Zur Einführung des von der Expertenarbeitsgruppe empfohlenen Grenzwertes ist laut der Gesetzesbegründung zu § 44 KCanG eine Änderung des Straßenverkehrsgesetzes (StVG) (§ 24a) durch den Gesetzgeber erforderlich.
Die unabhängige, interdisziplinäre Arbeitsgruppe setzte sich aus folgenden Experten zusammen:
- Prof. Dr. med. Markus Backmund, Leiter des Praxiszentrums im Tal (pit), Lehrpraxis an der LMU München
- Dr. med. Maurice Cabanis, Ärztlicher Direktor der Klinik für Suchtmedizin und Abhängiges Verhalten, Klinikum Stuttgart, Zentrum für Seelische Gesundheit
- Prof. Jan Ramaekers, Leitung des Instituts für Psychopharmakologie und Neuropsychologie, Universität Maastricht
- Dr. med. Franjo Grothenhermen, Vorsitzender der Arbeitsgemeinschaft Cannabis als Medizin e. V. (ACM), Geschäftsführer der International Association for Cannabinoid Medicines e. V. (I-ACM)

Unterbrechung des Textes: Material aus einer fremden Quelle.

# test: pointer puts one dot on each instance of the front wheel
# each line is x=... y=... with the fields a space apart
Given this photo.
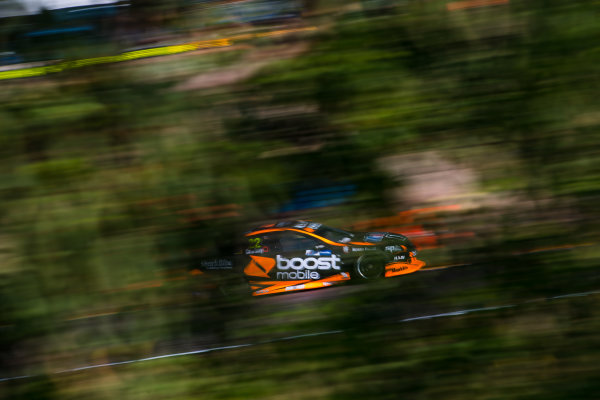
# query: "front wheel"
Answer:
x=369 y=267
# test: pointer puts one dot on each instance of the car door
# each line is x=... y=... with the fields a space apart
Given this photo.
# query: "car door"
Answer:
x=302 y=256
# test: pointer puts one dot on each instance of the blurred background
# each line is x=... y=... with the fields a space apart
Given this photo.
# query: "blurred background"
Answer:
x=139 y=136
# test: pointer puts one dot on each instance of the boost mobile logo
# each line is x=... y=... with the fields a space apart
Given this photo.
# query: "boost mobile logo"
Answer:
x=310 y=263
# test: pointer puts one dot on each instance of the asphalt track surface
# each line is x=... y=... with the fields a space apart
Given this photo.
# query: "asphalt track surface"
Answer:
x=301 y=297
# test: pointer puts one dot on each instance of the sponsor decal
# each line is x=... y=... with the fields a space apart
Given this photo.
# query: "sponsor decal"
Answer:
x=216 y=263
x=318 y=252
x=295 y=287
x=394 y=249
x=311 y=263
x=296 y=275
x=305 y=268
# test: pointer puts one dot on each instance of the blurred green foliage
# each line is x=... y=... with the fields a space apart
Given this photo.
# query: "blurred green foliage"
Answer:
x=115 y=178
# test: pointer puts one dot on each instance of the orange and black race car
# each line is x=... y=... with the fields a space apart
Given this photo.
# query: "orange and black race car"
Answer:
x=299 y=255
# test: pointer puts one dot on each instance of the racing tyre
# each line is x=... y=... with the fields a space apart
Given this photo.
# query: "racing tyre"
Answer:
x=369 y=267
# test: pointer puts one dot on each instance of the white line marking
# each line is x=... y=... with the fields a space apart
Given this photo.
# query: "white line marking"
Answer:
x=238 y=346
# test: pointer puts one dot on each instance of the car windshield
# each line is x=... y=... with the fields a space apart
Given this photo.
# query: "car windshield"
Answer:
x=336 y=235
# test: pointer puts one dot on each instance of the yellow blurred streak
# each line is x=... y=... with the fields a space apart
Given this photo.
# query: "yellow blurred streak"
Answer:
x=137 y=54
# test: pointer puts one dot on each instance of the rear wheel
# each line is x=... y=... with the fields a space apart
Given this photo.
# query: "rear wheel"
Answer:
x=369 y=267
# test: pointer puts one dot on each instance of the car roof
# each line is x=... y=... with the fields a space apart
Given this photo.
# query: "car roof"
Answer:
x=308 y=226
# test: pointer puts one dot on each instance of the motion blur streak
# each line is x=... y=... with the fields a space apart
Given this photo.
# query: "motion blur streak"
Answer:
x=295 y=337
x=138 y=54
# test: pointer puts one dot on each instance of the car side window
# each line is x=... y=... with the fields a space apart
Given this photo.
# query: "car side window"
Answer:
x=296 y=242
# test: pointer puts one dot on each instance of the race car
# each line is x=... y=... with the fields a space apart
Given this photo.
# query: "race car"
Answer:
x=300 y=255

- Prof. Lorenz Böllinger, Emeritierter Professor für Strafrecht und Kriminologie an der Universität Bremen
- PD Dr. rer. nat. Stefanie Iwersen-Bergman, Leitung der Toxikologie im Universitätsklinikum Hamburg-Eppendorf
- Thomas Seidel, Vorsitzender der Arbeitsgemeinschaft Verkehrspolizeiliche Angelegenheiten (AG VPA) Hessisches Ministerium des Innern und für Sport
Teilgenommen an den Sitzungen haben auch Vertreter des BMDV, des BMG und der Bundesanstalt für Straßenwesen sowie der Vorsitzende der Grenzwertkommission, Prof. Stefan Tönnies (ohne Stimmrecht)
Das Ergebnis ist dem federführenden Bundesministerium für Gesundheit übermittelt worden, die Fraktionen wurden informiert.